Dopo quattro anni dalla precedente edizione, che si era tenuta in forma ridotta a causa della pandemia Covid, si è svolta a Roma la VII Conferenza nazionale sulle dipendenze, che ha visto la numerosa partecipazione dei soggetti, pubblici e privati del terzo settore, che operano nel campo non solo delle tossicodipendenze da stupefacenti, ma anche nel campo di quelle che potremmo definire le «nuove dipendenze»: da condotte e comportamenti, legate all’abuso di internet, con giochi online (gaming), gioco d’azzardo patologico (gambling), che richiedono un’attenzione speciale per i comportamenti a rischio dei giovani e giovanissimi (10/13 anni!). In ordine alla tossicodipendenza, il messaggio unanime degli operatori sul campo è stato molto chiaro e forte: non esistono droghe leggere!
Messi in campo dell’esecutivo 165 milioni nella lotta agli stupefacenti. Meloni: «È una sfida prioritaria e un lavoro di squadra». Tra le misure varate, pure la possibilità di destinare l’8 per mille alle attività di prevenzione e recupero dei tossicodipendenti.

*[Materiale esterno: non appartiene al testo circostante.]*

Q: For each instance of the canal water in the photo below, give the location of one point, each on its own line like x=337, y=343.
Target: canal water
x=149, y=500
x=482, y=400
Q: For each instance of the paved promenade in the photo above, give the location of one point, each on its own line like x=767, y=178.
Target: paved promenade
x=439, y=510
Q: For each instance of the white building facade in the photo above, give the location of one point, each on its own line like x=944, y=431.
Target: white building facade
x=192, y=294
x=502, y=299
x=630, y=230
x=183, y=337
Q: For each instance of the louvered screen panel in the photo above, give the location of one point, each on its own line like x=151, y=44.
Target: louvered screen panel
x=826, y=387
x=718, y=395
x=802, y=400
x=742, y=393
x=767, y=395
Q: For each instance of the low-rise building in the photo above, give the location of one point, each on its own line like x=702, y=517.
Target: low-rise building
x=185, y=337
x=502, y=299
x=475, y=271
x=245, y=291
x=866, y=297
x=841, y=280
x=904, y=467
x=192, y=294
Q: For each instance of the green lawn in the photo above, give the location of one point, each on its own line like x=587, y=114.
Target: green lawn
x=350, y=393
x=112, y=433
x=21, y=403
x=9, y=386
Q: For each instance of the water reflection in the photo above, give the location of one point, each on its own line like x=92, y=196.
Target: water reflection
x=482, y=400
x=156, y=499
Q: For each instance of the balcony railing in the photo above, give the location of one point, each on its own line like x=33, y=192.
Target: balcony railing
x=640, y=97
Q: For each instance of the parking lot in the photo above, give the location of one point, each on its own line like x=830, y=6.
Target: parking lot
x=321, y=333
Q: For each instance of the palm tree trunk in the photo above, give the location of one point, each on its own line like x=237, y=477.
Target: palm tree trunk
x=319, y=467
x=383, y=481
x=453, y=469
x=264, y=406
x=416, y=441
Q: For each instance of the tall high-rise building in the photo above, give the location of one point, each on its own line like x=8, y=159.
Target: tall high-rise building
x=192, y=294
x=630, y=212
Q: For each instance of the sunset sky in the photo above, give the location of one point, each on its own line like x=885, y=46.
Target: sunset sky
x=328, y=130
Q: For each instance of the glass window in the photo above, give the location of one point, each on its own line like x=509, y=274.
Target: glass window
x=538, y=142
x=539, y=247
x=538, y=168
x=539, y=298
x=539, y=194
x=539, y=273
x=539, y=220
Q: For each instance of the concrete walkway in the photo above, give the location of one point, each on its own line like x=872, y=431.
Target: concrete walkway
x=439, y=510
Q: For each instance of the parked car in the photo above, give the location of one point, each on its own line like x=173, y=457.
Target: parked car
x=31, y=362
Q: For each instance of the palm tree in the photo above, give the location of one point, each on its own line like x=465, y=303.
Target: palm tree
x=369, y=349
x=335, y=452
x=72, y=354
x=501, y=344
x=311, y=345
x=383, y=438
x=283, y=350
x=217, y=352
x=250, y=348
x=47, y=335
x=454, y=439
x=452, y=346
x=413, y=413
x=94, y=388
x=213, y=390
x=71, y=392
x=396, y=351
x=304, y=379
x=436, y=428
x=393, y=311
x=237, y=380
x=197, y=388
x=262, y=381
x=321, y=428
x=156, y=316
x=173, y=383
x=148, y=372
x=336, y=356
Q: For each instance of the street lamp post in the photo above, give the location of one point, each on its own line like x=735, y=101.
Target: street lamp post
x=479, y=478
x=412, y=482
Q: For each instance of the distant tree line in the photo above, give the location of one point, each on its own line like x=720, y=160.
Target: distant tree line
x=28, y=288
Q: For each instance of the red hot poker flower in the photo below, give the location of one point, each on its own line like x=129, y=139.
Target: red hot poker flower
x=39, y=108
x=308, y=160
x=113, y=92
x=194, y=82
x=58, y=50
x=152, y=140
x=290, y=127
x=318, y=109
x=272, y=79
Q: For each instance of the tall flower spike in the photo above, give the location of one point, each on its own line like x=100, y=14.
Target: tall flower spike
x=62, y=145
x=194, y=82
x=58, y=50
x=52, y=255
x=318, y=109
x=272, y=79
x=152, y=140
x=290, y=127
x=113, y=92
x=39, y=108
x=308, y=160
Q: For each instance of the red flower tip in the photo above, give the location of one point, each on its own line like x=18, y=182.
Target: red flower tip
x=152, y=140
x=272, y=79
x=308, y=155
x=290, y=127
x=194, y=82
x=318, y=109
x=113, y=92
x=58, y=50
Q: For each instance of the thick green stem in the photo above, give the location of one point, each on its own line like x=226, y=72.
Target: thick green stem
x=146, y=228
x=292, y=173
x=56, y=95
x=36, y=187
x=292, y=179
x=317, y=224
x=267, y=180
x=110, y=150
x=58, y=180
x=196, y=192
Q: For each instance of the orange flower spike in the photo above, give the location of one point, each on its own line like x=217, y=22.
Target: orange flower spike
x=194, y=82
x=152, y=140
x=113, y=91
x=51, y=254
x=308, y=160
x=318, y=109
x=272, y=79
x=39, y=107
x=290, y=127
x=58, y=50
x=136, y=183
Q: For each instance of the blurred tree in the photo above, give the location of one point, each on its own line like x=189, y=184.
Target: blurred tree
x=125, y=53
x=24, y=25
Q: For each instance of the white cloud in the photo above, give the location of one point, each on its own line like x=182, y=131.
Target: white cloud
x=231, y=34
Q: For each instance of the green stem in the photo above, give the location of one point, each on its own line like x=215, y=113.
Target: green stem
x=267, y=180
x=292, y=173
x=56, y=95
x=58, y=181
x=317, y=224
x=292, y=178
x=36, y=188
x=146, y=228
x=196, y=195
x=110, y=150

Il governo raddoppia sforzi e risorse nella lotta contro le dipendenze. «Dal 2024 al 2025 l’investimento economico è raddoppiato, toccando quota 165 milioni di euro» ha spiegato il premier Giorgia Meloni in occasione dell’apertura dei lavori del VII Conferenza nazionale sulle dipendenze organizzata dal Dipartimento delle politiche contro la droga e le altre dipendenze. Alla presenza del presidente della Repubblica Sergio Mattarella, a cui Meloni ha rivolto i suoi sentiti ringraziamenti, il premier ha spiegato che quella contro le dipendenze è una sfida che lo Stato italiano considera prioritaria». Lo dimostra il fatto che «in questi tre anni non ci siamo limitati a stanziare più risorse, ci siamo preoccupati di costruire un nuovo metodo di lavoro fondato sul confronto e sulla condivisione delle responsabilità. Lo abbiamo fatto perché siamo consapevoli che il lavoro riesce solo se è di squadra».